Proof
  • November 22nd
    119 notes
    Source

    What’s Wrong with OKCupid’s Matching Algorithm

    isomorphismes:

    OKCupid is using the wrong mathematics to match potential dates together. But before I critique them, let me compliment them on what they’re doing right:

    • “Our” mutual score is the geometric average of your score of me, and my score of you.
    • They low-ball the match % until they have enough statistical confidence in the number of questions we’ve both answered.
    • Questions come from users as well as staff. So they avoid some potential blind spots. (crowdsourcing)
    • OKCupid prompts you with questions that have the greatest chance of distinguishing you as quickly as possible. (maximally separating hyperplanes) If OKC already knows you want your date to shower at least once a day, keep a clean room, and that picking food from the trashcan is unacceptable, it won’t ask if you prefer crustpunks or gutterpunks.
    • You don’t have to be the same as me for us to match. I get to specify what answers I want from you.
    • They use a logarithmic scale of importance. Logs are the natural way we perceive levels or categories of importance. (For example “categories” of how big a war emerge naturally when you take the log of number of deaths.)
    • It’s simple. At least they’re not using a non-linear Bayesian splitting tree didactogram or some other hunky machine-learning jiu jitsu.
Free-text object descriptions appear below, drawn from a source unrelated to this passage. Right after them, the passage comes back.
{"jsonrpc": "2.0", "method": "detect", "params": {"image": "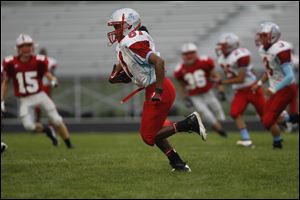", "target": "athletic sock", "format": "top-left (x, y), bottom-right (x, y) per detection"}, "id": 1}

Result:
top-left (174, 119), bottom-right (189, 132)
top-left (240, 128), bottom-right (250, 140)
top-left (64, 138), bottom-right (73, 149)
top-left (273, 135), bottom-right (282, 142)
top-left (165, 149), bottom-right (184, 164)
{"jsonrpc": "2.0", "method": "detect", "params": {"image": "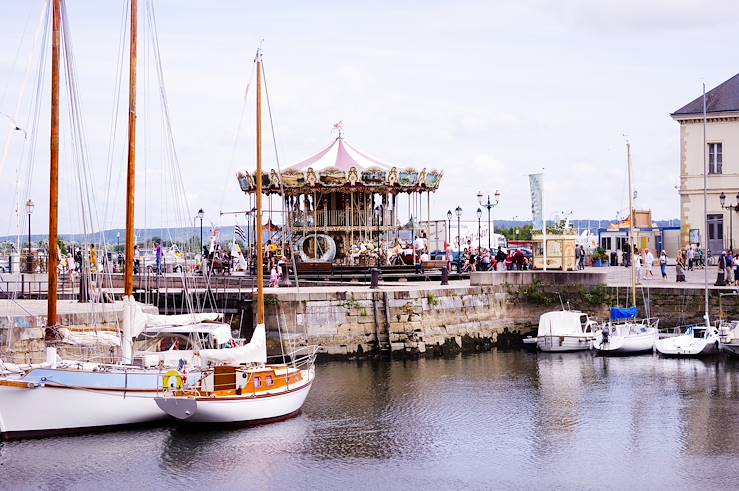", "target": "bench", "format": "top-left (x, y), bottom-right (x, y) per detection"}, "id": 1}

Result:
top-left (421, 260), bottom-right (448, 272)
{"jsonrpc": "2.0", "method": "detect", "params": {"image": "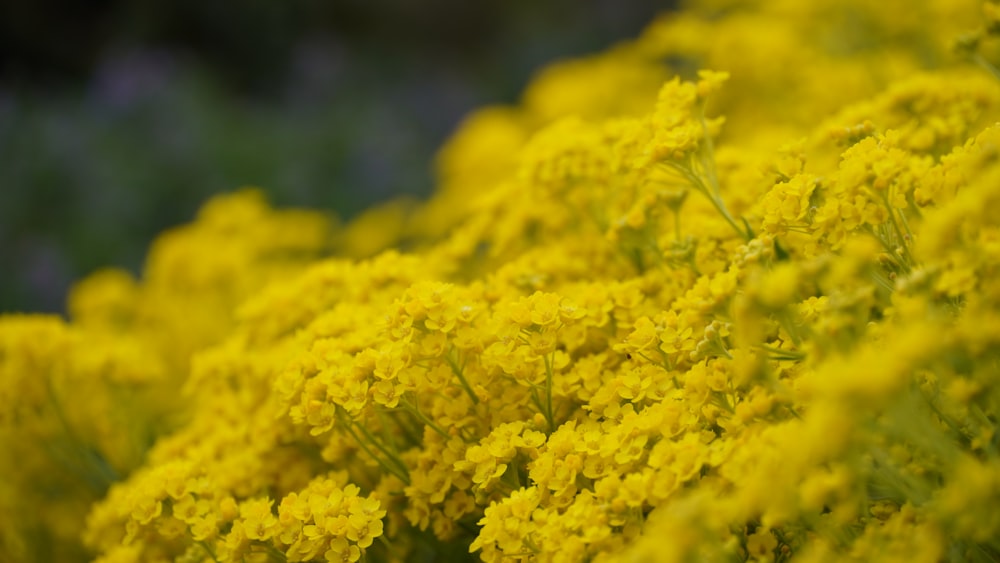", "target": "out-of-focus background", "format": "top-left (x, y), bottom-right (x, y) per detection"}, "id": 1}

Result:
top-left (0, 0), bottom-right (670, 314)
    But, there’s still room for improvement — as was pointed out to me by Becky Russoniello. Currently, OKCupid is set up to award high scores just for being not-a-terrible match. That’s bad.
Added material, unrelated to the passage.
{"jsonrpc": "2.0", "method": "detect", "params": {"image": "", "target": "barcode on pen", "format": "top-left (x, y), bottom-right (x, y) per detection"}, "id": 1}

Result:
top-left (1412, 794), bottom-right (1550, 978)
    HOW MATCH PERCENTAGES WORK NOW

    To show why I need to first detail how your score of me is calculated:

    1. You answer questions like, “Is homosexuality a sin?” Your answer consists of: (a) what you think, (b) what answer/s are acceptable for me to give, and (c) how important it is for me to get this question “right” per your definition.
    2. The question’s importance draws from {Mandatory, Very Important, Somewhat Important, A Little Important, Irrelevant} which correspond to the numbers {250, 50, 10, 1, 0}.
    3. If I get a Very Important question “right”, I get 50/50 points, and if I get a Very Important question “wrong”, I get 0/50 points. If I haven’t answered the Very Important question, I get 0/0 points — neither penalised nor rewarded.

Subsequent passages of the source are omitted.